For years, the quintessential Plaza experience, for those who could afford it, was the high tea in the Palm court. Presidents, dignitaries and royalty have enjoyed its champagne and tiers of finger sandwiches and sweets like Chocolate Bon Bons. It's unclear how much of this heritage Sahara chief Subroto Roy is committed to preserving, but I would not expect samosas to be served here any time soon.

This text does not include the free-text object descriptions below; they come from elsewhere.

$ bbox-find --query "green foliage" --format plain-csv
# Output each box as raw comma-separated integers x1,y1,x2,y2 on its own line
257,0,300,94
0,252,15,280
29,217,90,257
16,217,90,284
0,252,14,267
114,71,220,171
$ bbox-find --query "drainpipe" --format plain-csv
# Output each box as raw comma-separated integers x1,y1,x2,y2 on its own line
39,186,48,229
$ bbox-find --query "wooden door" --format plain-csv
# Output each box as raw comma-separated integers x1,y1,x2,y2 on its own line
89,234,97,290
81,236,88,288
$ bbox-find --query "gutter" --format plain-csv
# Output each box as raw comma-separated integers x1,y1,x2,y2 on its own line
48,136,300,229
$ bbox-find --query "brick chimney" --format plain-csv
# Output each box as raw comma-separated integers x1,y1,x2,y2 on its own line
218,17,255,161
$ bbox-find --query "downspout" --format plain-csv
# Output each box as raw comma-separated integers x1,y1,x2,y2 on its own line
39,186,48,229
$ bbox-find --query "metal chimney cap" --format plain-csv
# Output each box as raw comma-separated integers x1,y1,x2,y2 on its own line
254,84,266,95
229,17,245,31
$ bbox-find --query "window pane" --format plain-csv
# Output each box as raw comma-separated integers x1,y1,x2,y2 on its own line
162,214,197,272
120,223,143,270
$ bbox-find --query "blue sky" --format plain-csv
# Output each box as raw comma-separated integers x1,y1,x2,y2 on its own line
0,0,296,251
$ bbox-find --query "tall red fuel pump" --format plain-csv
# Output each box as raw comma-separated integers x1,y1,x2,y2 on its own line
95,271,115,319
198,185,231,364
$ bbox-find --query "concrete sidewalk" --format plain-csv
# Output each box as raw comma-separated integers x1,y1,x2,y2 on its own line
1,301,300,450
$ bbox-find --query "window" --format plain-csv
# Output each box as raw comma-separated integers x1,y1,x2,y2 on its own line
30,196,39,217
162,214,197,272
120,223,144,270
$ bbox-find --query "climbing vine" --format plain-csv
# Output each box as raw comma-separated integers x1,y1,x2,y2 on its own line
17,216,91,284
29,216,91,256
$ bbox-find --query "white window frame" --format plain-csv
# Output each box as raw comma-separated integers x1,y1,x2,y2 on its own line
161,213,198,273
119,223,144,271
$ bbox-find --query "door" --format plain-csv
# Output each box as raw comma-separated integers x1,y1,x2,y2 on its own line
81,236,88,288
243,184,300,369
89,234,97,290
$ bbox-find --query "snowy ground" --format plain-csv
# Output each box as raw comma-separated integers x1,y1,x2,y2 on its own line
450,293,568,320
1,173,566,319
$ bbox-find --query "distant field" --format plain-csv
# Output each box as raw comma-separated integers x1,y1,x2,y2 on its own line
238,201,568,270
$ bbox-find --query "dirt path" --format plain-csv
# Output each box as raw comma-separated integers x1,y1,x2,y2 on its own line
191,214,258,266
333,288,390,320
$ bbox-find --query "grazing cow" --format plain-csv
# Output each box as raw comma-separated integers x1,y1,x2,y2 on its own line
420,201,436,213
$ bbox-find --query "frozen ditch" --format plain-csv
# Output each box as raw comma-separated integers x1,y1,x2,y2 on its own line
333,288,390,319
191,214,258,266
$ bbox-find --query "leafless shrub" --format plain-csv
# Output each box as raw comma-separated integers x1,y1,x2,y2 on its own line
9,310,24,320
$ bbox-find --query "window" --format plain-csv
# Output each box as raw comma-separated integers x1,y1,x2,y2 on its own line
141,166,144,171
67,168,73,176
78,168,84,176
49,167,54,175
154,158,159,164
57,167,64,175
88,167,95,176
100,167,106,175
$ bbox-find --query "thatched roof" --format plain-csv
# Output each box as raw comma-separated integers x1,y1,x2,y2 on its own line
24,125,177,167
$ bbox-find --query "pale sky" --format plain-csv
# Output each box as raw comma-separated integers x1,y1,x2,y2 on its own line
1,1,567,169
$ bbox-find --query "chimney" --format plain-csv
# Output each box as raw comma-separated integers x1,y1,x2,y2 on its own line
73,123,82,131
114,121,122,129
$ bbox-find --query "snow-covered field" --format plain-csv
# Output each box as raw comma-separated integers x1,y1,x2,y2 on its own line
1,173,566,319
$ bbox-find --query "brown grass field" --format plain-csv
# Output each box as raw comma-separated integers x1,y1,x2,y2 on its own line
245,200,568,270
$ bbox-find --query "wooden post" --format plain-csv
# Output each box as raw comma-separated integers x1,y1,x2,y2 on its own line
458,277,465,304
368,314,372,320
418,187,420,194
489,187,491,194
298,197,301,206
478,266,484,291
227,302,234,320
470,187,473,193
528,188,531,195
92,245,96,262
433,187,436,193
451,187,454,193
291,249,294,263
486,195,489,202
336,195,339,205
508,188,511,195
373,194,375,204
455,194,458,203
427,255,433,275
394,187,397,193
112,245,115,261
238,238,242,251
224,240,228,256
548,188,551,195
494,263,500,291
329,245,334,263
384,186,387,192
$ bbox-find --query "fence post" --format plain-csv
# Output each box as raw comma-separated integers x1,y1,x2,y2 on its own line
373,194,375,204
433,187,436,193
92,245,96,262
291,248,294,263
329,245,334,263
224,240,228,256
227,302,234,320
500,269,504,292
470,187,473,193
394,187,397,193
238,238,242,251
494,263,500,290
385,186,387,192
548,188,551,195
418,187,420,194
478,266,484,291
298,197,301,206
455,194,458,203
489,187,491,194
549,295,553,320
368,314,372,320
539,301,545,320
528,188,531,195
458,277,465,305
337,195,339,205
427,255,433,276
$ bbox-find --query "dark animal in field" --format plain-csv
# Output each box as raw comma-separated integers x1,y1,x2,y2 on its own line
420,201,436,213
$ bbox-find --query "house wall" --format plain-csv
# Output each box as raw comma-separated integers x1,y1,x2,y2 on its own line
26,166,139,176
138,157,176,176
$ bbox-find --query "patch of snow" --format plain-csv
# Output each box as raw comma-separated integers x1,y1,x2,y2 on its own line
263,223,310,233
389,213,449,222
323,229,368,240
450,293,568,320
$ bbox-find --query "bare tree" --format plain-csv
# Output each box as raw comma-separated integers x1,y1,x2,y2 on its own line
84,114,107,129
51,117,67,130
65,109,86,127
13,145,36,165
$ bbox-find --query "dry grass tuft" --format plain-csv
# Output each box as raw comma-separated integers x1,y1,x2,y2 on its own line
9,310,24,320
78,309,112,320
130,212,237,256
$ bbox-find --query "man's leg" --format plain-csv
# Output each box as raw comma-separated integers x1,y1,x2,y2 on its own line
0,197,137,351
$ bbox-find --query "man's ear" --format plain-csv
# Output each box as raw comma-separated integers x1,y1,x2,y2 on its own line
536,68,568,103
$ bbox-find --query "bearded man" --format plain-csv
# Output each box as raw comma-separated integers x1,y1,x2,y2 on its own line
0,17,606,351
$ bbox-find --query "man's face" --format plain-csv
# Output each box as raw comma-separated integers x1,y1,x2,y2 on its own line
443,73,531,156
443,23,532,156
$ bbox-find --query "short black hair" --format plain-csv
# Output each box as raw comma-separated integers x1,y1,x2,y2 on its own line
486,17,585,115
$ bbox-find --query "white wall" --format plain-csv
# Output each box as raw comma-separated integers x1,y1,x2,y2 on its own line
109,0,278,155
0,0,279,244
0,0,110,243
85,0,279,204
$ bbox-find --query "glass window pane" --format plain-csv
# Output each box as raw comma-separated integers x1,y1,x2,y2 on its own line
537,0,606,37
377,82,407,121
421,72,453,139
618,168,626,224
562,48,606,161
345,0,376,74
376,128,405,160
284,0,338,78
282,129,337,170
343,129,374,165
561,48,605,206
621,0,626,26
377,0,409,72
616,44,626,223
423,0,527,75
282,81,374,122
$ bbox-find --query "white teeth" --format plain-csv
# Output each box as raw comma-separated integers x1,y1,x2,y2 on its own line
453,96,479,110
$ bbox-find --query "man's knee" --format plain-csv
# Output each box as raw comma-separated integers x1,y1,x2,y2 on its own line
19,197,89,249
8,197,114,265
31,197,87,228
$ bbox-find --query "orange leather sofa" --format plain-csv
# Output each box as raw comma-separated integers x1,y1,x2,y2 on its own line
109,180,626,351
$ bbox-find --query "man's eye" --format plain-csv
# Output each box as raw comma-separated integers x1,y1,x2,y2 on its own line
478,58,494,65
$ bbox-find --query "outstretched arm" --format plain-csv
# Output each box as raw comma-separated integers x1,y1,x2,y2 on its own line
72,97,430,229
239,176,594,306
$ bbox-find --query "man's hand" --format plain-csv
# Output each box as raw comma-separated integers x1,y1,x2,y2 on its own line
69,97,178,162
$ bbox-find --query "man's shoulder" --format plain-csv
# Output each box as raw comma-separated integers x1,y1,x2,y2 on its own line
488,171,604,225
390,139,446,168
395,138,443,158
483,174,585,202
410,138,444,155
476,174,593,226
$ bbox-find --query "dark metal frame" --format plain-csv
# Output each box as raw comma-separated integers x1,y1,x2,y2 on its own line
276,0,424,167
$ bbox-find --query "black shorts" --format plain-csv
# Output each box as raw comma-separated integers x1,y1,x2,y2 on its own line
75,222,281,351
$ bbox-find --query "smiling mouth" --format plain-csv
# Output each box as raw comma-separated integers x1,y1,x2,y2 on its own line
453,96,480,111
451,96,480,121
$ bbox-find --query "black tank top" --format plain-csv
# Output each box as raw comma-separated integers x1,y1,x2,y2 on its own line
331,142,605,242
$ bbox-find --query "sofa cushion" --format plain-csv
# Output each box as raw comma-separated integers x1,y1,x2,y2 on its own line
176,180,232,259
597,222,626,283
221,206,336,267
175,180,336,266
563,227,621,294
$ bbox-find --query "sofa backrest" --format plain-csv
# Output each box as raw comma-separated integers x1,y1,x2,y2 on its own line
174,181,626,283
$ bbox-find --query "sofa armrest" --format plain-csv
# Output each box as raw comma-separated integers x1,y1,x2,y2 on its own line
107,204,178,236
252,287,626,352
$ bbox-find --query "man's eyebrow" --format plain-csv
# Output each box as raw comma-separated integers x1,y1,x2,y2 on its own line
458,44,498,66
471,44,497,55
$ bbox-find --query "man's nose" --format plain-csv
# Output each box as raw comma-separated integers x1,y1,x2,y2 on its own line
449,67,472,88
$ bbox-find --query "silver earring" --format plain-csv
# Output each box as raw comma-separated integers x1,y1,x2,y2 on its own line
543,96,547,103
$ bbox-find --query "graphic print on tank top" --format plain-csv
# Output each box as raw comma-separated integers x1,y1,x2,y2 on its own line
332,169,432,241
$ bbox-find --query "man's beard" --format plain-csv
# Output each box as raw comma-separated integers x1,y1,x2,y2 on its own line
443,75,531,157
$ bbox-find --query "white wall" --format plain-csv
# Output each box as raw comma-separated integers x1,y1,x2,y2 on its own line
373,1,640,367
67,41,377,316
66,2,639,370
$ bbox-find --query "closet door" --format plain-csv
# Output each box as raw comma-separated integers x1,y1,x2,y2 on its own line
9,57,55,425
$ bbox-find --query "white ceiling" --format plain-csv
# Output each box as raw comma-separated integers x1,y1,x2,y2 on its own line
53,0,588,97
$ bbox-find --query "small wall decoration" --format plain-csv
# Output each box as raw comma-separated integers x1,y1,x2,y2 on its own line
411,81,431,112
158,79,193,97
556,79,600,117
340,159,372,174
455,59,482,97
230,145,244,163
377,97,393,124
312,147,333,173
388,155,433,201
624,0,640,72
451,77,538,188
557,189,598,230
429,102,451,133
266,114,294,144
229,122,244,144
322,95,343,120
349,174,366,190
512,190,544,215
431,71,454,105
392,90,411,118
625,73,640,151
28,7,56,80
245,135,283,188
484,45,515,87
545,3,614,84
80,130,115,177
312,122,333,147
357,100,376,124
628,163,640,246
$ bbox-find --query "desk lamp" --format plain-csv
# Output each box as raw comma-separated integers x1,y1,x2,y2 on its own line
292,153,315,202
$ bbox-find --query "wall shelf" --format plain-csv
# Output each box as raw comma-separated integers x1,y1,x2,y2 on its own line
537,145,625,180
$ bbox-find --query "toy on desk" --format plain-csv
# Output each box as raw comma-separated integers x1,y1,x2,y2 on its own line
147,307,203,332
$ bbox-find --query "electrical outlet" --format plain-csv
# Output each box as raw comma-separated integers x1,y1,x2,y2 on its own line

The Dream Hotel was built by another man that has no trouble staying in the news. Vikram Chatwal, son of hotelier Sant Chatwal, conceived of Dream as a place where "fantasies become reality" or so his site claims. Located in the trendy Chelsea neighborhood in downtown Manhattan, The Dream is the place where naked models are known to jump into its glass bottomed pool. The Dream has a vibe that is almost the opposite of that of the Plaza. If the Plaza screams "head of state", the Dream would have "party animal" written all over it.

But there is a deeper connection between the two deals. Speaking with NDTV today, Sant Chatwal confirmed it was he who had brokered the deal between the Sahara Group and the Israeli sellers, and that his company, Hampshire Hotels, will be getting a 20-year management contract to run the Plaza and will also have a small equity stake.

Although the numbers involved might appear large, prime Indian real estate is already worth more than it is in Manhattan. An apartment at Nariman point in Mumbai or Sundar Nagar in Delhi would cost you substantially more than one of similar quality overlooking central park.

Perhaps Indians are the natural buyers for over-priced Manhattan properties, since their domestic real estate market has made them immune to sticker shock.